Japan drier is a common lay term and generic product name for any oil drying agent that can be mixed with drying oils such as boiled linseed oil and alkyd resin paints to speed up "drying". The name refers to "japanning", a term for the use of drying oils as an imitation or substitution for urushiol based Japanese lacquer.

Separate drying additives for paints became necessary as zinc oxide-based paints were developed as an alternative to the lead oxide paints ("white lead") that had been previously used. Zinc oxide paints were developed in parallel with the introduction of "oil soluble driers" or "terebines" around 1885. These were lead and manganese soaps of linseed fatty acids or resin, also termed lineolates or resinates. Terebines had poor shelf life in mixed paints, as they auto-oxidised and lost their effectiveness. As a result, early factory-mixed paints, unless fresh, were a poor substitute for fresh paint mixed by a painter on site from raw ingredients. This situation lasted until the late 1940s; by then further drier developments had superseded the terebines. In 1925, stable napthenate driers were developed in Germany and commercialised in the US in the early 1930s, in parallel with the development of durable and fast-drying alkyd resin enamels.

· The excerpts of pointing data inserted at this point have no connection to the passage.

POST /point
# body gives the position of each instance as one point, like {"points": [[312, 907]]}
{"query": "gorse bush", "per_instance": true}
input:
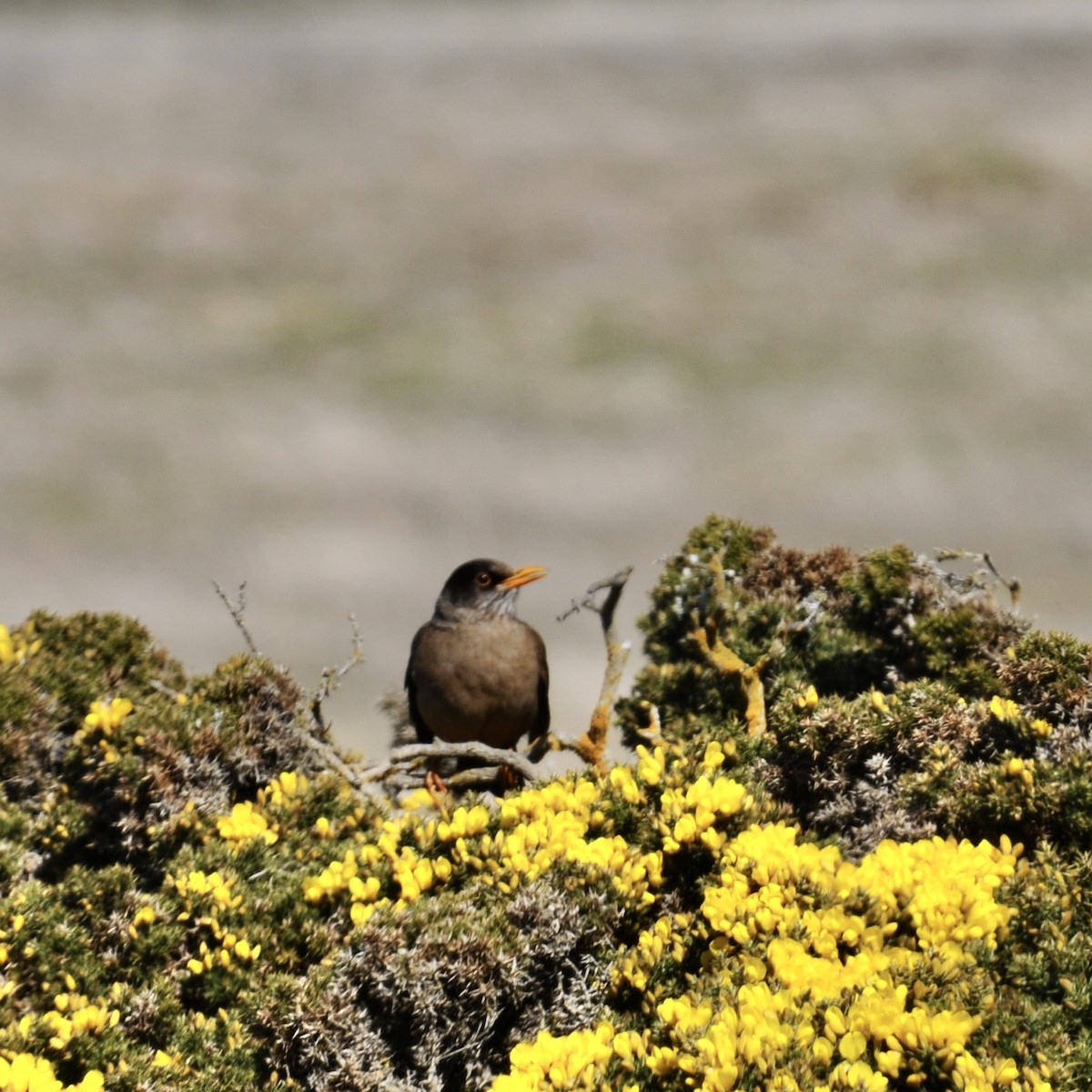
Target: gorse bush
{"points": [[882, 883]]}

In the 1950s, metallo-organics based on synthetic acids were introduced as driers.

An early work on the drying oils and oil drying agents was by Andés (1901).

==Antiskinning==
Premature hardening of paint, called "skinning" because it forms a skin on the surface of the paint, can be inhibited by the addition of volatile ligands. These ligands bind to the oil drying agents, then lose their inhibiting action as they themselves slowly volatilize and leave the drying agent to work. One such inhibitor is methylethyl ketone oxime (MEKO), which is called an "antiskinning agent".